Increasingly, drugs from the serotonin antagonist class (e.g. ondansetron, granisetron) are used in higher doses which may eliminate the need for PN and even repeated IV's. Beginning these medications at the onset of symptoms and increasing the dose as needed, then gradually weaning them in later pregnancy is an effective practice for many. Combining with medications in other classes often is necessary, as is a daily bowel regimen for women on serotonin antagonists. With symptoms better controlled, a mother is less miserable and will likely recover faster. This results in a net savings as the cost for additional physician visits, treatment of complications, PN, and repeated hospital visits may be reduced.

Potential Complications

While nutritional therapy is needed for some patients, clinicians must be aware of the possible life-threatening complications of catheter insertion as well as metabolic and infectious complications.
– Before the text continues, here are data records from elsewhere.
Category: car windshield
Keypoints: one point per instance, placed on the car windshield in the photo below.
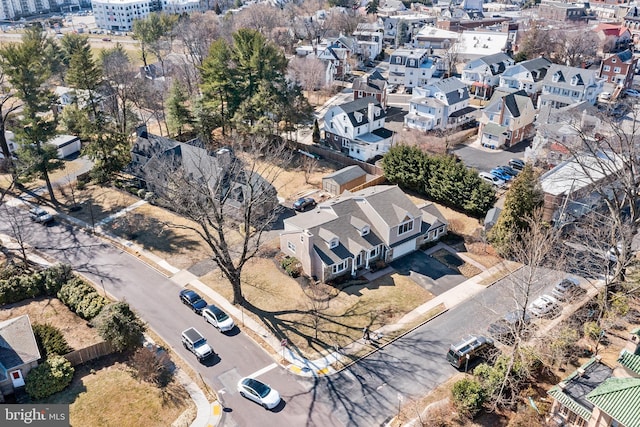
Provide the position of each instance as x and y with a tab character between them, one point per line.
260	388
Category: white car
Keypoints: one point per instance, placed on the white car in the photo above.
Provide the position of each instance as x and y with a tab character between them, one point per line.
545	306
492	179
259	392
218	318
632	93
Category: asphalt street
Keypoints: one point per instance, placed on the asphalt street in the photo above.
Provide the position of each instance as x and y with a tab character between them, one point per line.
366	394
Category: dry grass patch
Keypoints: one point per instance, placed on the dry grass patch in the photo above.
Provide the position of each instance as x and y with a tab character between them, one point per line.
96	202
111	397
150	227
315	318
505	269
52	311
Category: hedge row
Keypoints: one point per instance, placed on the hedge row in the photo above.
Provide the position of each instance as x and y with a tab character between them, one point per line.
23	286
82	298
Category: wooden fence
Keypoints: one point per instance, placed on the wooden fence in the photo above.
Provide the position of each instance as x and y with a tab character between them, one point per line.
337	157
89	353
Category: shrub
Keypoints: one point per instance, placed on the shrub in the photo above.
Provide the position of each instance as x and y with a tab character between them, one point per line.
468	396
152	365
50	340
54	375
82	298
292	266
120	327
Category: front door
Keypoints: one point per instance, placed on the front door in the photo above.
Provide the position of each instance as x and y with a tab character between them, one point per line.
16	378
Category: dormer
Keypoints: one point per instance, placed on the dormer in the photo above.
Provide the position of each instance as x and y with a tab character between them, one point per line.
329	238
360	225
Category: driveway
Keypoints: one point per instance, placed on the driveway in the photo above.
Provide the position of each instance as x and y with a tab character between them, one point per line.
428	272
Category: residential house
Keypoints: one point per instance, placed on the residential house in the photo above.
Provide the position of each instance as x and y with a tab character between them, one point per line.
565	85
619	69
357	129
349	234
221	171
430	37
474	44
338	51
573	180
369	39
18	353
440	105
557	11
482	75
600	395
506	120
343	180
373	85
614	37
410	67
526	75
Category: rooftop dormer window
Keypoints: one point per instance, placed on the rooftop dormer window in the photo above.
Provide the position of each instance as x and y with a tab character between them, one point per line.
333	243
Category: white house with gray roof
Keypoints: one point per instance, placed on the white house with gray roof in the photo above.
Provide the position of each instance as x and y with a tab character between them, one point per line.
357	129
350	234
526	75
440	105
410	67
483	74
565	85
506	120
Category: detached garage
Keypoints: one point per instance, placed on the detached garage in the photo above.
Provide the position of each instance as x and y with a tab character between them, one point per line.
67	145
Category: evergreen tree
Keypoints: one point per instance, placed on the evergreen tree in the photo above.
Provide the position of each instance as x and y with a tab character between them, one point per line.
523	198
179	113
83	72
372	7
28	67
316	132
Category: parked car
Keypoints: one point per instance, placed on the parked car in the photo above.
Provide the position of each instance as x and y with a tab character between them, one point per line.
469	348
545	306
567	289
303	203
38	214
218	318
604	96
500	174
259	392
516	164
509	170
492	179
632	93
192	300
196	343
505	329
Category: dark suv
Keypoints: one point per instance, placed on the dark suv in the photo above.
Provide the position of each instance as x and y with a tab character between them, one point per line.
192	300
303	203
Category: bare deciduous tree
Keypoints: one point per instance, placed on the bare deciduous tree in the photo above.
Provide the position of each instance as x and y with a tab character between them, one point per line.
229	197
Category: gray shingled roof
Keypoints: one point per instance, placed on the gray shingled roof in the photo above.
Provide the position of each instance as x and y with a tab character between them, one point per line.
453	88
347	174
17	343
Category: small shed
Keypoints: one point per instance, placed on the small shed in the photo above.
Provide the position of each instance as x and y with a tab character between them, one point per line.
344	179
67	145
491	218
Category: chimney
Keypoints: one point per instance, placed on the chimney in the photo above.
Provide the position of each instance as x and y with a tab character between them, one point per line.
371	113
141	131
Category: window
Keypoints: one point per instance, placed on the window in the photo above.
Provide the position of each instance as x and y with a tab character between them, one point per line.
405	227
338	268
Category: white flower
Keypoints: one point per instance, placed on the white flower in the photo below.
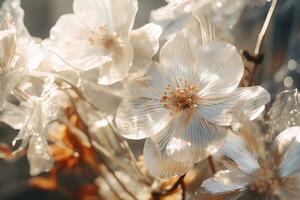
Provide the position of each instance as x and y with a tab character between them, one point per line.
222	13
185	103
98	35
270	174
38	112
11	65
19	53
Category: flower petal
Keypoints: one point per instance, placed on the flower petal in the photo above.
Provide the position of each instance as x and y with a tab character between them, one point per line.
161	166
73	47
12	115
226	181
117	68
235	148
195	139
226	110
177	56
13	7
138	118
290	140
39	156
219	67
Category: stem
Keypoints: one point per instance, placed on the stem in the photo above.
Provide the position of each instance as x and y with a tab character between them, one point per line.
262	34
257	57
211	164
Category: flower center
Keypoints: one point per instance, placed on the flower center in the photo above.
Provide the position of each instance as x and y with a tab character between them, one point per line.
184	96
106	40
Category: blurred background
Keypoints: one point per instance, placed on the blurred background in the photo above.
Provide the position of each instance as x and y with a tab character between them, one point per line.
280	69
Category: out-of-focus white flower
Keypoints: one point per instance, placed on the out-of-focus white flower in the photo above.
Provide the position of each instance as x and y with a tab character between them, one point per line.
185	103
11	64
19	53
38	113
273	174
99	35
13	7
222	13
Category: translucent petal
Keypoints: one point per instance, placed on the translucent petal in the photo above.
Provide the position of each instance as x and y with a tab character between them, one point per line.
138	118
195	139
241	103
73	47
202	29
161	165
235	148
219	67
14	8
284	139
145	40
12	115
152	84
226	181
39	156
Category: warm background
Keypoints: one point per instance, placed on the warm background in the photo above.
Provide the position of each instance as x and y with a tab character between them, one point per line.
283	44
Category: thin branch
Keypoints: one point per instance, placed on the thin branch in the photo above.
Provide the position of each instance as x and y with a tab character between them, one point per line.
211	164
257	57
264	30
179	182
263	33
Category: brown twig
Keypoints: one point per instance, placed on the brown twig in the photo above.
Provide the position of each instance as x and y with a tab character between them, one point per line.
257	57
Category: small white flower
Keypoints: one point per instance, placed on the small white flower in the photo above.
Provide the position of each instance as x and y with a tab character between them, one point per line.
19	52
11	64
38	112
99	35
185	103
269	174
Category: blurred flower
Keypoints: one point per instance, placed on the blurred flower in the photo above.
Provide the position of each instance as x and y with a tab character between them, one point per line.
11	64
38	113
185	103
222	13
19	53
271	174
99	35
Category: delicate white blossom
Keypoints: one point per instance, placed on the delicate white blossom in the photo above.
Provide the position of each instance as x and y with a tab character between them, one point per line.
272	174
38	112
98	36
186	102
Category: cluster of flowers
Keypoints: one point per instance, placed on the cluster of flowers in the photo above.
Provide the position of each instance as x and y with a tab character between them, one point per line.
186	103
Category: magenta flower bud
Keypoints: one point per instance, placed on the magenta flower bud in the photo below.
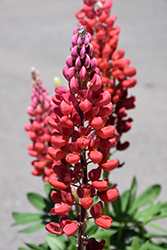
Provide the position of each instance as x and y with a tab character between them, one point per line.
74	52
70	73
32	104
35	100
90	50
41	99
74	85
82	74
82	52
75	31
78	63
31	111
93	64
74	40
87	61
79	41
46	105
69	61
95	83
61	90
87	40
65	69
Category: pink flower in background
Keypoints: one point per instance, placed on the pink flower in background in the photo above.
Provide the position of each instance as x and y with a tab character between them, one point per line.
38	130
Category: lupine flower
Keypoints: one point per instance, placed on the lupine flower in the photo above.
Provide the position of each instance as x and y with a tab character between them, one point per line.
80	136
92	244
116	72
38	130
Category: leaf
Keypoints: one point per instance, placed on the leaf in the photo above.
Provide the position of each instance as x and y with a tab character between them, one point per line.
163	208
55	242
124	200
152	246
100	234
157	227
135	243
24	218
152	235
148	196
132	194
32	229
34	247
22	248
152	210
39	202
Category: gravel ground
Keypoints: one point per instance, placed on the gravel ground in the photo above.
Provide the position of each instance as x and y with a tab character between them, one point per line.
38	33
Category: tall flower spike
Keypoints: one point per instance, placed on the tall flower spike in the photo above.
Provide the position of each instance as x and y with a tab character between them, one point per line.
80	135
116	72
38	130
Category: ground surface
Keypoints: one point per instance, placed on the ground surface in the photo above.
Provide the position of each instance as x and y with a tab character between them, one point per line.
38	33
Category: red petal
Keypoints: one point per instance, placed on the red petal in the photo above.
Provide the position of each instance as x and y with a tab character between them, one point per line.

Encouraging oral intake simultaneously with PN can decrease gastrointestinal atrophy and help meet nutritional needs. Due to pregnancy, some complications are more likely to occur and more likely to have adverse outcomes. However, these risks are estimated to occur in only a small percentage of those receiving parenteral nutrition according to recommended guidelines and protocols. 

Prevention of Complications

Complications during pregnacy can be life-threatening for the mother and her child, so careful mangement is even more critical.
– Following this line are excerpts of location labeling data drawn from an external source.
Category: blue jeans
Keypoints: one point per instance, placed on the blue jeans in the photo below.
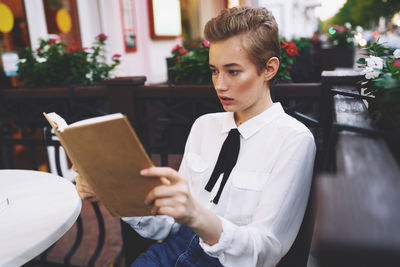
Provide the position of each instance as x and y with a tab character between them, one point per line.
180	249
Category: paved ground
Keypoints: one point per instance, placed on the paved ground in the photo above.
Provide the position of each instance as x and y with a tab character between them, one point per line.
113	240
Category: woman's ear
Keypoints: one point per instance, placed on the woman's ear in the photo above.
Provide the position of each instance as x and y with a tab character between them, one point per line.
271	68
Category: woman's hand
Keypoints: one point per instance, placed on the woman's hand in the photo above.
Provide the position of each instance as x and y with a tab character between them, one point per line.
173	197
85	192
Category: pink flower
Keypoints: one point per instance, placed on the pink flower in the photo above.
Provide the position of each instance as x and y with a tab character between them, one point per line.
340	29
116	56
73	48
101	37
184	51
176	48
53	40
291	49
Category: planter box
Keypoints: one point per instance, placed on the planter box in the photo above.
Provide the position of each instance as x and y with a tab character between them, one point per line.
337	57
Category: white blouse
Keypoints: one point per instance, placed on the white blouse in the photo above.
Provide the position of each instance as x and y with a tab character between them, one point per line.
263	202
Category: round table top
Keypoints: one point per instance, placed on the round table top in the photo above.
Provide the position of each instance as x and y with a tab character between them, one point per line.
36	209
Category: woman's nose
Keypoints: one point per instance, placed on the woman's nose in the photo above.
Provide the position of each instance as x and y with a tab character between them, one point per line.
219	82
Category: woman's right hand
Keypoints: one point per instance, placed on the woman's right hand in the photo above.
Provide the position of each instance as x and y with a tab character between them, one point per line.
85	192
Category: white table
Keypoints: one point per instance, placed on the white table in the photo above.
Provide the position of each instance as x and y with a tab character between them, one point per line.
42	208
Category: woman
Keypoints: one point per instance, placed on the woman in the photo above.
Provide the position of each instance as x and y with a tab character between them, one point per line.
247	213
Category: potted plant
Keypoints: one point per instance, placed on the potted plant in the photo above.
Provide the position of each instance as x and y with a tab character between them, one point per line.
288	58
341	52
381	69
55	64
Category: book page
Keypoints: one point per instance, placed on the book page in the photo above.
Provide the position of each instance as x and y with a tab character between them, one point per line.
62	124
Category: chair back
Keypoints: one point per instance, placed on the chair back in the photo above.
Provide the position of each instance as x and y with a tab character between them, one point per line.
300	249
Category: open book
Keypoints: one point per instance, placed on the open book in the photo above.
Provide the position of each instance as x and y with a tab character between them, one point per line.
109	156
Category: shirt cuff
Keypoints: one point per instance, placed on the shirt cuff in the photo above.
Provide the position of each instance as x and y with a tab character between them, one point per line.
224	242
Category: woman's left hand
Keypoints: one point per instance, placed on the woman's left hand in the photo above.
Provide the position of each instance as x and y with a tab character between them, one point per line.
173	197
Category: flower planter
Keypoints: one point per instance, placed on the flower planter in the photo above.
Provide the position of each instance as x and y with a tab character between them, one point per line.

  • Careful placement and management by highly skilled clinicians.
  • Excellent training of home caregivers.
  • Proactive monitoring and prevention strategies.
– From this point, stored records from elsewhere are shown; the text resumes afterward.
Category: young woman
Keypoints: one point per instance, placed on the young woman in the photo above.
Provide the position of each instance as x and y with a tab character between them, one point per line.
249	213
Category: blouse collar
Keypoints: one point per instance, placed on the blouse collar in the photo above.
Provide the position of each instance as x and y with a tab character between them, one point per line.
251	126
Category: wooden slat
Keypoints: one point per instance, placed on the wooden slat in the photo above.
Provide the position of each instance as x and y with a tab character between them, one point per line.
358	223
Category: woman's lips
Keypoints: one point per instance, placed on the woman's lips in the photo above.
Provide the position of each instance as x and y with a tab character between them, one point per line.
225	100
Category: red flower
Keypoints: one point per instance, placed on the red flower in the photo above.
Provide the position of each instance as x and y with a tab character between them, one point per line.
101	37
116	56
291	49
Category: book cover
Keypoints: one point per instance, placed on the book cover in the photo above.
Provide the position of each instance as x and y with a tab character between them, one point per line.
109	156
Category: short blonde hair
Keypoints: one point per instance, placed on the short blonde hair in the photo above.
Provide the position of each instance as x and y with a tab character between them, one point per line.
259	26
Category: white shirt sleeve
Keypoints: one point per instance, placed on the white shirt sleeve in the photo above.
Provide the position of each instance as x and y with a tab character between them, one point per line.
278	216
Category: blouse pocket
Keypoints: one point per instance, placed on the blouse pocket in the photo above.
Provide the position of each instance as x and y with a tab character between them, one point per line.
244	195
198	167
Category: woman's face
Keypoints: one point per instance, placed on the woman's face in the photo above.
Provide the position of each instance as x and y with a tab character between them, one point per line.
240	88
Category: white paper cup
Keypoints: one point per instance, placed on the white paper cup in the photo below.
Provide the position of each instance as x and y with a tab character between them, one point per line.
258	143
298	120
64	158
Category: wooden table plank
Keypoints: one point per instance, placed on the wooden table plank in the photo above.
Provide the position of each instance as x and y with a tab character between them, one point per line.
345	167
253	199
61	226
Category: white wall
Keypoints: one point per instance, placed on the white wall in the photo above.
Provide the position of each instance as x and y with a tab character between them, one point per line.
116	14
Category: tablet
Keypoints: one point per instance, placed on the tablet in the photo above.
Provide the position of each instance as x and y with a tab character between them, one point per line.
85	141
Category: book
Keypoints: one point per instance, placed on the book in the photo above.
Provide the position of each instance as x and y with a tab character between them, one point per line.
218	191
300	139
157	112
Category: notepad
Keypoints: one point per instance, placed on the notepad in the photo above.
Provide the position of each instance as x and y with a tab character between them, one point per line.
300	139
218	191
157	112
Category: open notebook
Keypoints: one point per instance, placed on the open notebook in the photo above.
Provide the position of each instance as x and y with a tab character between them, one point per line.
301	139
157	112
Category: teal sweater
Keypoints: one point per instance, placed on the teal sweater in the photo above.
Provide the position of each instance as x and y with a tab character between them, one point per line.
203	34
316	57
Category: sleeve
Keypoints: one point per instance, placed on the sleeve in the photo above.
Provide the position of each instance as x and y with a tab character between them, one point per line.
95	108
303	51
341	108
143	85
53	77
PN should be offered to hyperemetic women when aggressive medical management has failed, and the patient is at risk for malnutrition. The benefits usually outweigh the risks and intervention is crucial before serious complications develop. 

Metabolic Complications

  • Hyperglycemia: Most common metabolic complication of parenteral nutrition. Related to rate of dextrose infusion, concentration, level of stress, etc. May cause hypertriglyceridemia which may cause pancreatitis. Close monitoring is important during pregnancy, esp. if using glucocorticoid therapy.
  • Hypoglycemia: Most commonly related to abrupt discontinuation of PN without tapering, especially with high dextrose concentrations.
  • Essential fatty acid deficiency: May result from parenteral nutrition regimen devoid intravenous fat administration. May occur in as little as 1-3 weeks, particularly in malnourished patients. Replacement is very important during pregnancy for mother and baby.
  • Electrolyte imbalance: Inadequate or excess administration of electrolytes in parenteral nutrition solutions. Losses due to vomiting should be accounted for.
  • Fluid volume disturbances: Volume deficit or volume overload (particularly important in patients with heart disease or kidney impairment, and during pregnancy to maintain uterine blood flow).
  • Acid/base imbalance: Solution design must take into account acid/base status of patient, i.e. chloride, acetate etc.
  • Liver complications: Such as steatosis, possibly due to excessive carbohydrate administration.
  • Refeeding syndrome: The metabolic cascade of events that takes place when a malnourished patient is refed. Hypophosphatemia, hypokalemia, hypomagnesemia, body-fluid disturbances, vitamin deficiencies such as thiamin, cardiac arrhythmias, and congestive heart failure may result.

Adapted from and other sources.

Mechanical Complications

  • Catheter related: Pneumothorax, vessel damage, thrombosis, occlusion, catheter breakage, infection, etc.
  • Infection: Fever, pain, redness at site.
  • Site related: Pain, inflammation, or redness, drainage.
  • Air embolism: A result of air being introduced into the catheter.
  • Delivery device related: Most commonly device failure.
  • Septic complications: Patients with indwelling access devices and a compromised immune system are at high risk for catheter related sepsis.